After Rodriguez filed his COMs, the Government moved for summary judgment on both of his claims. As to Rodriguez’s first claim alleging medical negligence, the Government argued that expert testimony was necessary to support the claim and that Rodriguez’s COMs precluded him from presenting any. As to Rodriguez’s second claim regarding the BOP’s outsourcing policies, the Government argued that it was barrel by the FTCA’s discretionary function exception to its waiver of sovereign immunity. See 28 U.S.C. § 2680(a). In response, Rodriguez filed *671 several motions of his own, including a motion for appointment of counsel and an expert and a motion for an extension of time to file a different COM.

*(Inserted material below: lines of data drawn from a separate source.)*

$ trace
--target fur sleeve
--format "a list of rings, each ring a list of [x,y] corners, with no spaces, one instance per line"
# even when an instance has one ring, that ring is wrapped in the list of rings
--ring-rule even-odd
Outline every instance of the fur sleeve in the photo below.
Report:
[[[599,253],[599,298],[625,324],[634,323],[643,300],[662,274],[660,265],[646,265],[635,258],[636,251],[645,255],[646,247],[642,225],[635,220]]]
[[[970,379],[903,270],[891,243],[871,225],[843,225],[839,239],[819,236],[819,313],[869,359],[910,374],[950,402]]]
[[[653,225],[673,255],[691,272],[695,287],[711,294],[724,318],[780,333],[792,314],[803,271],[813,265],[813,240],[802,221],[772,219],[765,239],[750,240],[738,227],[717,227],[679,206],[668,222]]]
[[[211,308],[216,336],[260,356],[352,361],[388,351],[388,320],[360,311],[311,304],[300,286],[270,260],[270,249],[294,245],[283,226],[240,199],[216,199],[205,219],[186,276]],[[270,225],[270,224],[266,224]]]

The District Court addressed the. parties’ motions in a series of decisions on March 28, 2016. As relevant here, the District Court denied Rodriguez’s motions for counsel and an extension to file a different COM. In doing so, the District Court relied on Rodriguez’s COMs already of record which, as noted above, barred him from offering expert testimony absent exceptional circumstances. The District Court reasoned that, in the absence of such circumstances (which it did not find), Rodriguez was bound by his COMs and that his inability to present expert testimony weighed against appointing counsel. The District Court did, however, grant Rodriguez an extension of time to respond to the Government’s motion for summary judgment.

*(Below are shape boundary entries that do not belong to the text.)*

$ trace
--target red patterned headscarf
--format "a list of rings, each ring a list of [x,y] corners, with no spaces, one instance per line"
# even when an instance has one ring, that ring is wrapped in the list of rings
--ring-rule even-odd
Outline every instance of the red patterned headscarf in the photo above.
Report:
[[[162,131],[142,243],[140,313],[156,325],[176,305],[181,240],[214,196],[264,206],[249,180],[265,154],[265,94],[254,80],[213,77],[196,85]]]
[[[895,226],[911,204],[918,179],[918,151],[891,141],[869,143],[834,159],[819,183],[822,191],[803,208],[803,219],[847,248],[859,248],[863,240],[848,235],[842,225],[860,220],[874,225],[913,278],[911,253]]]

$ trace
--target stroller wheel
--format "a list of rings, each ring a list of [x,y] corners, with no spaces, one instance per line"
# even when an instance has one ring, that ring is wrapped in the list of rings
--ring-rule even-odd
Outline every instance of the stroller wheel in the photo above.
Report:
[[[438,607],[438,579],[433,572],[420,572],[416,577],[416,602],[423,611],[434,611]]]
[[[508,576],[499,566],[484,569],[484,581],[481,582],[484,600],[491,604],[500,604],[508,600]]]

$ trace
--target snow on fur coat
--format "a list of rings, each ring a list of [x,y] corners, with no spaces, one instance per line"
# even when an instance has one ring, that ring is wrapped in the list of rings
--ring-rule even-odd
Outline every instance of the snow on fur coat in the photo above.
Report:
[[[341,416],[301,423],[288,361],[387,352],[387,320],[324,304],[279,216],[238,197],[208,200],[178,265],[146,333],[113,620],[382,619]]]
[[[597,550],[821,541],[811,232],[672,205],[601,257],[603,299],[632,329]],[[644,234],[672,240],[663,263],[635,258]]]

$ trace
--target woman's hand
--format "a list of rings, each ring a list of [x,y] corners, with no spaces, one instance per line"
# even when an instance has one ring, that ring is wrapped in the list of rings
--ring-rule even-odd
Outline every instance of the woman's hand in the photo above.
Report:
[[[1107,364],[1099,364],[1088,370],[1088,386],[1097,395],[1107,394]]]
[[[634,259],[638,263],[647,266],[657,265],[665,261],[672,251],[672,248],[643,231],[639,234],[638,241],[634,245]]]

Rodriguez later filed his response, and the District Court ultimately granted the Government’s motion and entered summary judgment in its favor for the reasons summarized above. In doing so, the District Court determined that Rodriguez had admitted the allegations contained the Government’s statement of material fact by failing to properly respond to it. The District Court did not grant summary judgment on that basis, however, and instead conducted its own review of the record where relevant to its rulings. Rodriguez appeals. 2

II.

A. Appointment of Counsel and Related Issues

Rodriguez’s primary challenge on appeal is to the District Court’s denial of his motion for counsel. Rodriguez does not directly challenge the District Court’s related denial of leave to file a different COM, but he appears to argue that counsel would have had a better chance to locate an expert and then could have provided a COM permitting the introduction of expert testimony. The problem with this. argument is that Rodriguez, before moving for counsel, already had filed COMs stating that no expert was necessary. Those COMs precluded him from presenting expert testimony in the absence of exceptional circumstances, which the District Court did not find.

Rodriguez does not directly take issue with that ruling. He refers to the difficulty that pro se prisoners face in presenting medical malpractice claims, but that circumstance does not exempt him from the rules that apply to other litigants. See Mala v. Crown Bay Marina, Inc., 704 F.3d 239, 245 (3d Cir. 2013); Hoover v. Davila, 862 A.2d 591, 594-96 (Pa. Super. Ct. 2004). Nor does it constitute an exceptional circumstance warranting relief from an already filed COM. See McCool v. Dep’t of Corr., 984 A.2d 565, 571 & n.9 (Pa. Commw. Ct. 2009). Rodriguez also provides no reason, exceptional or otherwise, for not moving for counsel early in the litigation as pro se prisoners often do. See, e.g., Montgomery v. Pinchak, 294 F.3d 492, 495-96 (3d Cir. 2002) (noting that pro se prisoner moved for counsel in order to present expert testimony the month after filing his amended complaint).

Rodriguez argues that the District Court otherwise abused its discretion in denying counsel because the District *672 Court did not address the relevant factors. The District Court, however, expressly-identified and balanced the relevant factors under Tabron.